Azcárate, Asunción López-Varela. “Transmedial Ekphrasis. From Analogic to Digital Formats.” International Journal of Transmedia Literacy (IJTL) 1 (2015): 45-66.

Doughty, Ruth, and Christine Etherington-Wright. Understanding film theory. Macmillan International Higher Education, 2017.

Elliott, Richard. The Sound of Nonsense. Bloomsbury Publishing USA, 2017.

Hjorth, Ben. ” “Philosophies Of Non-Sense: Jan Svankmajer’s Jabberwocky”; Senses of cinema 1, no. 71 (2014):1-10.

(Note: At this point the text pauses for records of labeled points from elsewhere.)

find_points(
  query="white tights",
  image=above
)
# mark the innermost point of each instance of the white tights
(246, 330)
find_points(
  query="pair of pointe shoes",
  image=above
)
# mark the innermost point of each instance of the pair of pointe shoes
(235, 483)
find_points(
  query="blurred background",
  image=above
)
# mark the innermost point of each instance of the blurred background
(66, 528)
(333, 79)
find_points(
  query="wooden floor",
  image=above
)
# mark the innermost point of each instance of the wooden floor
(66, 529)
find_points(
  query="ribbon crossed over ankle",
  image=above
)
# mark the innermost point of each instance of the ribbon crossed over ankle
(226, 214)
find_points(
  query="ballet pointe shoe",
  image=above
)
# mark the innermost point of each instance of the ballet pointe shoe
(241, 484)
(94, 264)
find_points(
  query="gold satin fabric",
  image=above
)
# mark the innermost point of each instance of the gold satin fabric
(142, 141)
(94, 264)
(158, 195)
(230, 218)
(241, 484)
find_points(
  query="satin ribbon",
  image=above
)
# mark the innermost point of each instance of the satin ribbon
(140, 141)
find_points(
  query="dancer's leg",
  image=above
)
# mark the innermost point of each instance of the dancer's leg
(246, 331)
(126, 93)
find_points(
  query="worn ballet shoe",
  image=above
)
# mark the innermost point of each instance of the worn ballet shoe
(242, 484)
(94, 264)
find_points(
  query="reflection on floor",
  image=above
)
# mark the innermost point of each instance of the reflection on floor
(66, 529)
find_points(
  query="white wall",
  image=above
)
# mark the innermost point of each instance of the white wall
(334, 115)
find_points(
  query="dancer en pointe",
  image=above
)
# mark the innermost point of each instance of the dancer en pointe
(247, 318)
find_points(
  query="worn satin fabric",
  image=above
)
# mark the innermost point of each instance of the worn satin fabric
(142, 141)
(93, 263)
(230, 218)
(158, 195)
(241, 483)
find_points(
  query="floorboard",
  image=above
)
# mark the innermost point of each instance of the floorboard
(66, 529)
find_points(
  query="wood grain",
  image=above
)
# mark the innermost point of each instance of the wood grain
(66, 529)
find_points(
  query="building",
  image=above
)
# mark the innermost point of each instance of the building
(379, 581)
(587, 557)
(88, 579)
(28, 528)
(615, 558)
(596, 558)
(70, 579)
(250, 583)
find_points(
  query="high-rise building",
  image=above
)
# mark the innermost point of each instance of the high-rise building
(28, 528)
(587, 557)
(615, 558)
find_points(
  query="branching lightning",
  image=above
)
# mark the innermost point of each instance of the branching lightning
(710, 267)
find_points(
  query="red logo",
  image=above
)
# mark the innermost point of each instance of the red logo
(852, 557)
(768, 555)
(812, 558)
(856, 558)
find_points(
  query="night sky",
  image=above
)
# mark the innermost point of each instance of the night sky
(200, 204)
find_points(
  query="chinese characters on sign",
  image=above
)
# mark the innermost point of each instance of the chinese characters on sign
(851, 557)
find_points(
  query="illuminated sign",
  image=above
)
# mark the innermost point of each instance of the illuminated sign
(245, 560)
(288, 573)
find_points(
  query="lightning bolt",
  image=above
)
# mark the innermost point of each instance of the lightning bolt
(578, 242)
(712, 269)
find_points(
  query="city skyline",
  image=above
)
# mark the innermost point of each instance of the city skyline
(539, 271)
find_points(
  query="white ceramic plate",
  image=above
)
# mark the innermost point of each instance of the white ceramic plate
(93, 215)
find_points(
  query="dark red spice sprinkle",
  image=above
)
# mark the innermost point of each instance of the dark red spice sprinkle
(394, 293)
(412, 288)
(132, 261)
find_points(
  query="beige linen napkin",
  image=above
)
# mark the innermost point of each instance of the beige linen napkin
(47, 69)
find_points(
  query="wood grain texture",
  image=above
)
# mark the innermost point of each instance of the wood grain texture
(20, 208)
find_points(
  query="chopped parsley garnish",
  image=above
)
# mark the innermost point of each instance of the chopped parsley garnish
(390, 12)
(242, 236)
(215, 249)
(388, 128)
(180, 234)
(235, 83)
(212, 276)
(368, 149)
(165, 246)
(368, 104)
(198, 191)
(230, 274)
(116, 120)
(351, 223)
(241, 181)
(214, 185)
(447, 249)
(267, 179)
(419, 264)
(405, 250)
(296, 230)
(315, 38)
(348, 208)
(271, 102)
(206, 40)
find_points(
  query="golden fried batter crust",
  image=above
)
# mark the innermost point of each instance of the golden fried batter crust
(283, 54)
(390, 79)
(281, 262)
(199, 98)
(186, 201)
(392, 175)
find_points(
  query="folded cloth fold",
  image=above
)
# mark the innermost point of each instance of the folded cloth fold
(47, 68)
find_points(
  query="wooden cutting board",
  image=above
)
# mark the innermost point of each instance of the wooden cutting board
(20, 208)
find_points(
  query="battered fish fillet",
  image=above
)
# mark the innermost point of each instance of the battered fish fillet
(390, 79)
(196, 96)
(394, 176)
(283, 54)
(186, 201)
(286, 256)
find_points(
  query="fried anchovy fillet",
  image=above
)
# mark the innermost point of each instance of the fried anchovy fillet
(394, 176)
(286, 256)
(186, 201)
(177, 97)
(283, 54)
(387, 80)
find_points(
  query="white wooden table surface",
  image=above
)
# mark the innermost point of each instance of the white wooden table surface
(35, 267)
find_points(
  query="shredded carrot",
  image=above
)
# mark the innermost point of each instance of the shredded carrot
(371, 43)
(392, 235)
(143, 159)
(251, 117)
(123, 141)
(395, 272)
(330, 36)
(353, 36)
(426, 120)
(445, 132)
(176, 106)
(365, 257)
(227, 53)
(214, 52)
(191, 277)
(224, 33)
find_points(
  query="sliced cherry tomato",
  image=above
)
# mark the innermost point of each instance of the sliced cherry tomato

Kelen, Kit. “Where the Child Is Father—Republics, Expulsions, and the Rule (s) of Poetry: Exploring Lewis Carroll’s “Jabberwocky”.” In Child Autonomy and Child Governance in Children’s Literature, pp. 76-93. Routledge, 2016.

Kérchy, Anna. Alice in Transmedia Wonderland: Curiouser and Curiouser New Forms of a Children’s Classic. McFarland, 2016.

Marks, Peter. “Monsters and gods.” In Terry Gilliam. Manchester University Press, 2017. Marks, Peter. “Monsters and gods.” In Terry Gilliam. Manchester University Press, 2017. Matteo, Ciastellardi, ed. International Journal of Transmedia Literacy (IJTL). 1.1 December 2015. Vol. 1. LED Edizioni Universitarie, 2015.

North, Dan. “Forgotten Toyhood.” Theatralia 18, no. 2 (2015).

Sera, Mareike. “On Analogical Thinking Jan Švankmajer’s Jabberwocky.” Global Animation Theory (2018): 29.

Stam, Robert. Film theory: an introduction. John Wiley & Sons, 2017.